Opiates are thousands of years old. As a drug they haven't changed, nor has our metabolism. The difference between feeling good on it and being dead is uncomfortably small, hence the reluctance of many medical men in ages past to use it. This is supposedly why Philips II of Spain, Charles II of England, and Lois XIV were among the masses who in their time died of protracted and unnecessary agony (as millions still do in poor countries today, thanks to the moral casino known as the INCB). The agony was unnecessary because opium as a painkiller was well known at the time. But doctors always know best. A 12th century medical man noted that many visitors to Mecca were "dangerously obsessed with their craving", still a problem today if the Saudi police are to be believed. Avicenna warned about the addictive and euphoric effects, and advised to collect your fee before dosing the patient, etc.

It wasn't until the 19th century that society begins to see pain relief as a necessity rather than a luxury. The spread of TB in the middle classes helped. As Mike Jay says "Despite resistance from some medical and religious authorities who maintained that pain was a physical or spiritual necessity, the use of opium to relieve it came to seem no more than common kindness". Palliative treatment had arrived, at least in the rich world.

As production was increased to feed this market, prices dropped. Opium was often cheaper than alcohol (and did a lot less damage in a crudely industrialising world). The article gives a tantalising vignette of Britain's most notorious opium growing area, the "poppyland" of the East Anglian fens, an area I know well, and more traditionally English than that you can hardly get. "Shopkeepers on market days would line up tots of laudanum tincture on their counters for visiting farmers to drink on the spot, with...bottles and jars of pills to see them through the week". For anyone who knows this area of England the image is surreal.
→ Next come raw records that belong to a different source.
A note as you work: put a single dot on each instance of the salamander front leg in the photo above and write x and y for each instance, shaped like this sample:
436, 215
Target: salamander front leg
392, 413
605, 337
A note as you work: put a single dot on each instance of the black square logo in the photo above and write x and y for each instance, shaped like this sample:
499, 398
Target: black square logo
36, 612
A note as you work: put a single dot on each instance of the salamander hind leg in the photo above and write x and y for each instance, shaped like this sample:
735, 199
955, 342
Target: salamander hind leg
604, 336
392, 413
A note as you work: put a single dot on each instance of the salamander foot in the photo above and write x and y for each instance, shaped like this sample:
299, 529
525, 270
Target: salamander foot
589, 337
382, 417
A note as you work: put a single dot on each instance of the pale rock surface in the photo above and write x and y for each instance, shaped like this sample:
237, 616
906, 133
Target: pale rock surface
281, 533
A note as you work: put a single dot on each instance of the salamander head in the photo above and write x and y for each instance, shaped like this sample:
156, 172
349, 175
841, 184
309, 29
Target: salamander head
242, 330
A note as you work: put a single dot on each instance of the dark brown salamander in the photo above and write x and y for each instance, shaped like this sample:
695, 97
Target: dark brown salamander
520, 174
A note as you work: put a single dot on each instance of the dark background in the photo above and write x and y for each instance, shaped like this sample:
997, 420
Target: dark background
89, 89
Opium had been known in China for ages, but he article claims that it was introduced, at least on the scale that European colonial powers were behind it, as an additive to Dutch tobacco, hence the design of the opium pipe, offering a way of more efficient vaporisation, inhalation, and a more intense high (at a time when most Europeans were still drinking the stuff).The market-induced Chinese custom transformed the drug from a private medication into a a convivially shared intoxicant, giving it ultimately its decadent and sinister, alien image.

By 1860 morphine had been developed out of opium, vastly improving its effectiveness as an (addictive) painkiller. Just in time really: By that time the American Civil War (the biggest single war of the 19th century) had created 50.000 amputees (not to mention 620.000 dead). It had accounted for the distribution of  more than ten million doses of morphine. Morphine addiction becomes a fairly familiar phenomenon in the States and elsewhere. By 1885 the American physician J.B. Mattison is quoted in the article as claiming that a third of all New York Doctors are morphine addicts. This led to problems in the medical professions (and their families).
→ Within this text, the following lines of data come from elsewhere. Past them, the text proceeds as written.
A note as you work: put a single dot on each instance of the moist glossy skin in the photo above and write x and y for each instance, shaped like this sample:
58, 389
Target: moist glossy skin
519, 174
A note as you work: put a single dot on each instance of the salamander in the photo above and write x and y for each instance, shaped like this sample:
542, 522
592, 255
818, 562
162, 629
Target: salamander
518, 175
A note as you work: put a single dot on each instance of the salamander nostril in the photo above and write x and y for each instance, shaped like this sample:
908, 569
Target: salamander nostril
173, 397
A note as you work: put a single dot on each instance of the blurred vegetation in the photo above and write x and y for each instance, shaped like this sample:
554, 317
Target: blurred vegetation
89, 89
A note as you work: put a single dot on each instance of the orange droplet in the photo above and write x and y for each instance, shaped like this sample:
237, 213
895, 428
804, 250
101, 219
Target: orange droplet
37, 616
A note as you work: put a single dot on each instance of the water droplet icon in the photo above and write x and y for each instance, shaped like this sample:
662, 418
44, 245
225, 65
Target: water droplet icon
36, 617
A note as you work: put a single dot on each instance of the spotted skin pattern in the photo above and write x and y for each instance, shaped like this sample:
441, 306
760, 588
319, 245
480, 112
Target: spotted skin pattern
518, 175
And here we get to today's conundrum. This is where, in the US, addiction begins to be seen as specifically "un-American", not just immoral but rendering people decadent and socially useless. The latter is important. Henri Bergeron, in "Sociologie de la Drogue" makes a similar point about the social/political issue with drug use: the effect of drugs takes the form of a withdrawal from society (unlike alcohol, normally) and removes the citizen as a social actor and tax payer, thus rendering the state irrelevant. Not something the French are keen on.
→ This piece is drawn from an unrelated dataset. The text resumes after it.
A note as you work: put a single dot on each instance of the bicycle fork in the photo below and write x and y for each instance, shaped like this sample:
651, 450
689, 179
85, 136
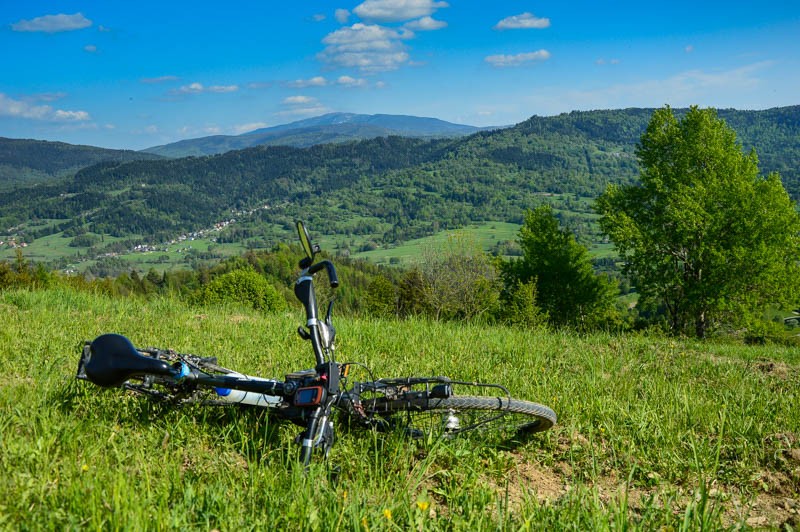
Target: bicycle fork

By WWI legislation was coming in in various countries, as millions of men were given morphine on the battlefields of Europe. The article mentions one of the first prosecutions under the new laws, against Harrods of London, for selling gift-wrapped packets of morphine for friends and loved ones at the front. It goes on to describe the rising tide of drug control legislation as the 20th century progresses, and the growling moral tone of some of those laws. In the US, the Harrison Narcotics Act of 1914 stated that addiction was not a disease but a "self-inlicted moral infirmity". Like today's multilateral system of drug control, those laws failed to address the issue with any success. Heroin makes its appearance and is sold in cough mixtures and other over-the-counter products until 1913. WWII's demobbed heroes included untold numbers of men and women with amphetamine addictions induced by liberal but official prescription by the military. By 1946 the mob begin to control the drugs market, and the rest his history.

I leave you to read the book for the more constructive and well-founded conclusions, but this is an intelligent account of how the "disease model" of addiction is very imperfect to say the least. It tends to have much more support among policymakers than in the medical profession. So much for the evidence base. We still have a long way to go.